“And this is one of those times,” I said, already knowing.
“Yeah,” she sighed, leaning her head against my shoulder. “I just needed some us time, Austin. I’ll be better in the morning.”
“I’m always here for you,” I muttered, resting my chin lightly against the top of her head. She took another deep breath, and I felt the tension in her body loosen, just slightly.
“Except,” she added, shifting, “I’ve been sitting in this gigantic house alone for two hours. You know it feels like no one actually lives here, right?” She lifted her head to look at me. “For an eighteen-year-old guy who basically lives alone, you’re disgustingly neat.”
“Most people are neat compared to you,” I said, thinking about the weekend she’d forced Zane and me to help clean her room.
“Yeah, yeah. Whatever.” She turned toward me then, reaching up to push my chin away from her shoulder. “Now let’s talk about why you look like shit.”
“Don’t I always?” I tried, leaning into the self-deprecating humor she usually loved.
“Yeah,” she said, raising an eyebrow, “but tonight more than usual. Tell me.”
I let out a slow breath through my nose, choosing my words carefully. “I don’t think it’s going to work out between me and Yellow.”
She moved away from me like I’d burned her. Her body shifted sharply, her eyes scanning my face in disbelief before the confusion melted into shock.
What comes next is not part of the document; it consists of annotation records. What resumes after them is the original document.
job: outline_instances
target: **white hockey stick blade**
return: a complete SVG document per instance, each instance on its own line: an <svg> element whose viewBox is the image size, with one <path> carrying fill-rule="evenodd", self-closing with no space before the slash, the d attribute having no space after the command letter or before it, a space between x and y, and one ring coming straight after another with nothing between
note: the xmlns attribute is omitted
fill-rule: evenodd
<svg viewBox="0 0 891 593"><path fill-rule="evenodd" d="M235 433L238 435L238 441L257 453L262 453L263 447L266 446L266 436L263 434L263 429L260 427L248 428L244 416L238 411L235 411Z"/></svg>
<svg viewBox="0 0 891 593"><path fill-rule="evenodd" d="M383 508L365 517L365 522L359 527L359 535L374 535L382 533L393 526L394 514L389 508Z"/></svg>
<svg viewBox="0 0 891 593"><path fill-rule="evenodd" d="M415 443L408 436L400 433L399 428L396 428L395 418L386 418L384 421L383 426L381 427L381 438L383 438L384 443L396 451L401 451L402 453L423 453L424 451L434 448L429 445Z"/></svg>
“What?” she blurted. “Why? She’s all you’ve talked about for a week. Did she not like the waterfall? Did she not like the fireworks? Did you smoke in front of her? I told you not to smoke in front of her.” She paused for half a second before continuing. “Did she think the rose was corny? It was kind of corny, Austin. Damn it. I knew I should’ve talked you out of the rose at her doorstep. Did she—”
“Seren, love, take a breath for me,” I cut her off, genuinely wondering if she was going to run out of air before the words did.
She stopped, her chest rising and falling once before she tilted her head at me, studying my face. “What happened?” she asked. “Tell me.”
“It’s just…” I faltered, already hating the way the words felt in my mouth. “I don’t think I’m good for her.”
My stomach dropped as I said it, like my body was begging me to take it back before it could do any real damage.
“Why?” Seren’s lips pulled into a slight scowl. “And don’t bullshit me.”
I held her gaze, neither of us looking away. “We’re from different worlds.”
“Says who?” she shot back, crossing her arms.
“Says me.” I shrugged, even though nothing about this felt casual. “Listen. It’s like… let’s say you met Zane after everything. After Jax.” Her face flinched at the name, just barely. She masked it fast, but I saw it. “After the pills,” I continued quietly. “After the alcohol. After the weed. After the attempt. After all of it.” Seren opened her mouth, then closed it again. So I kept going. “Let’s say you met Zane tomorrow. He knows nothing about your past. Nothing about what happened to you or the things you did to survive it. Do you think you could let him love you without knowing those things?”
“Who says I wouldn’t tell him?” she asked, but her voice lacked conviction.
“Would you?”
She went quiet. “I don’t know,” she admitted after a moment. The silence stretched between us. “Do you want to know what I think?” I nodded. “I think Zane and I are soulmates,” she said simply. “I think our souls were always going to find each other. If we met now, or ten years from now, we’d still end up together.”
“You believe in that shit?” I asked, unable to hide my surprise.
“I never did,” she murmured. “Before Zane.”
My chest tightened. “I don’t know.”
“You can’t understand it until you feel it,” she said. “I can’t explain it. It just feels… inevitable. Me and Zane—we were inevitable.”
“Maybe,” I shrugged, though I could see it clearly now. They were magnets. It took time, but there was never another ending for them.
“So what are you actually scared of Blair finding out?” Seren asked gently. “That you sold drugs? You don’t anymore. It’s in the past. You’re not lying to her. You’re not using her. You’re not trying to hurt her.” She shook her head. “You like her. You, Austin Portwood, actually like a girl for more than what she can give you. Do you really think that doesn’t matter?”
“Listen,” she said, softer now, like she was choosing each word carefully. “Not telling someone everything on day one isn’t lying. It’s just… not unloading every wound you’ve ever carried onto a person you barely know.”
She looked at me steadily. “Lying is when you say something that isn’t true. You haven’t done that. You’re not pretending to be someone else. You’re not still doing it. You’re not pulling her into that world.” She paused. “Everyone gets to decide when their past is relevant. That doesn’t make you a bad person. It makes you human.”